Dopo essersi portato a casa 4 cappelli nella guida l'Espresso ed essersi piazzato 27esimo nella classifica dei 300 cuochi migliori del mondo, lo chef stellato commenta i risultati appena raggiunti
Nell'universo degli chef stellati si sono appena conclusi due appuntamenti molto attesi: da un lato a Firenze la presentazione de Le Guide dell'Espresso 2019, dall'altro a Milano la cerimonia The Best Chef Awards. In entrambi i casi per Davide Oldani è stato un successo. Il D'O, il suo ristorante, si è portato a casa quattro cappelli nella guida e lui, chef stellato, si è piazzato 27esimo nella classifica dei 300 cuochi migliori del mondo. Ma Oldani rimane con i piedi per terra: "Sono molto contento, ma è merito di tutta la squadra. Non è Davide a essere stato premiato, ma tutto il team", ha commentato a Tgcom24. E poi ha svelato il segreto del suo successo...
Prima di tutto chef, le chiedo un commento su questi importanti riconoscimenti. Siete contenti? Ve lo aspettavate?

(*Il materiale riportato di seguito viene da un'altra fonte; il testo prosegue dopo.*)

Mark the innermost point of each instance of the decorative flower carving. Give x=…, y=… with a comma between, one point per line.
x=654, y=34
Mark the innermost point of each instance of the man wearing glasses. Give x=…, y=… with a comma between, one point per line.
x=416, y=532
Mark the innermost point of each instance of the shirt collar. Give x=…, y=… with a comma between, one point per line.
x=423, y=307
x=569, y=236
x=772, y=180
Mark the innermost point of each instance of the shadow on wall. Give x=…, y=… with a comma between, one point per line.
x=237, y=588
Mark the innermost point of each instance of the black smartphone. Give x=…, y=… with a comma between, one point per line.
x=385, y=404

Penso che le guide abbiano premiato un lavoro fatto con qualità. Dopo due anni e mezzo dall'apertura del nuovo D'O sia i clienti che i critici si sono accorti che avevamo messo una marcia in più:
abbiamo coniugato qualità con ospitalità e questo ci ha permesso di avere successo. Siamo molto contenti, ma non è solo Oldani, è merito di tutto il team.
D'O significa squadra.
Quali sono gli obiettivi futuri?
Per quanto riguarda riconoscimenti imminenti non voglio dire nulla per scaramanzia. In generale invece voglio coinvolgere di più i miei ragazzi e investire sulla scuola alberghiera Olmo di Cornaredo con la quale collaboro. Ci sono tanti giovani promettenti lì e mi piacerebbe trasmettere loro la mia esperienza.
Dall'apertura del primo D'O sono passati ormai 15 anni e in tutto questo tempo la sua fama non ha fatto altro che crescere. Qual è il segreto del suo successo?

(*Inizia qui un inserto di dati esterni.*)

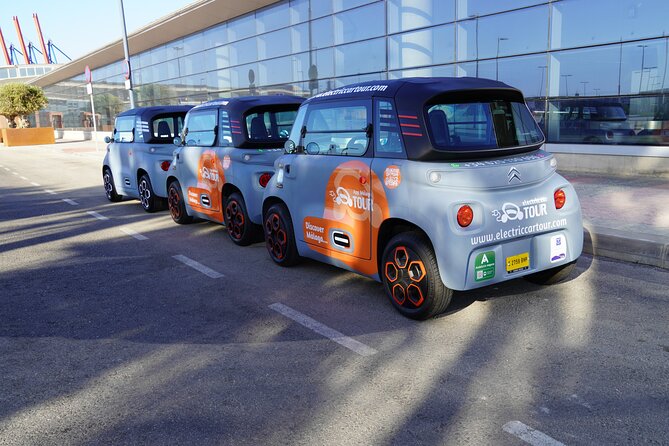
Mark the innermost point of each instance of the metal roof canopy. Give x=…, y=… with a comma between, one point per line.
x=191, y=19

Serietà, impegno, sacrificio e rispetto per gli altri: dai collaboratori agli ospiti. Ho fondato la mia cucina sulla tradizione e penso ancora che sia la scelta giusta. E' importantissima la qualità delle materie prime, una grande guida è seguire la stagionalità dei prodotti.

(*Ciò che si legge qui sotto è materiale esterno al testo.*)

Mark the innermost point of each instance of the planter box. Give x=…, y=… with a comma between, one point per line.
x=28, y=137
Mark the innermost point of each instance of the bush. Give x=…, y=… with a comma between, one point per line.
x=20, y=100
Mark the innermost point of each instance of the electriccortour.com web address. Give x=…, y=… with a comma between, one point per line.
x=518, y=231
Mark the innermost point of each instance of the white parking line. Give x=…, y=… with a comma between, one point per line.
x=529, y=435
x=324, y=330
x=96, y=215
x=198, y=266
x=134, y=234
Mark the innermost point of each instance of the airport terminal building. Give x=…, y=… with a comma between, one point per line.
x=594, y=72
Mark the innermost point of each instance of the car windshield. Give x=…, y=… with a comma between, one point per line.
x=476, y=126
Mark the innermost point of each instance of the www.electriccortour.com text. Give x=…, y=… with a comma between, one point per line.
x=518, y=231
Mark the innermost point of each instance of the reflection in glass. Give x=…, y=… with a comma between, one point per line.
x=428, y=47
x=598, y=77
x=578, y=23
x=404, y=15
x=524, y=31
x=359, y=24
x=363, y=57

Ieri la cucina guardava alla Francia, oggi all'Oriente, come sarà la cucina del domani?
Sarà la cucina del cuoco, del team che cucinerà i prodotti del territorio valorizzando la materia prima. Le influenze possono esserci, ma è importante lavorare sul territorio perché il nostro territorio, in particolare, ha molto da offrire. La cucina italiana rimane una delle migliori del mondo e devo dire che in Italia, rispetto a 30 anni fa quando ho iniziato io, sono stati fatti progressi enormi: ci sono davvero tanti grandi cuochi.
Lei fa parte della scuola di Gualtiero Marchesi, scomparso lo scorso dicembre, si sente un po' il suo erede?
Se sono o meno l'erede devono essere gli altri a dirlo. Quello che posso dire è che
Gualtiero Marchesi era per me un secondo padre.
Invece c'è oggi secondo lei tra gli chef emergenti un Oldani di domani?
Io spero di no (ride
ndr.). Ma perché ognuno di noi è diverso. E' come dire se domani ci sarà un altro Messi. L'uomo non è uno stampo che viene riprodotto. Ci saranno sicuramente dei cuochi bravi, forse più bravi di me, ma diversi, con altre attitudini. Quello che consiglio comunque a chi vuole diventare chef è di non pensare che la cucina è quella che si vede nei programmi tv, la cucina è altro, è grande sacrificio. Per diventare cuochi bisogna studiare tanto, avere un criterio e applicarsi con costanza.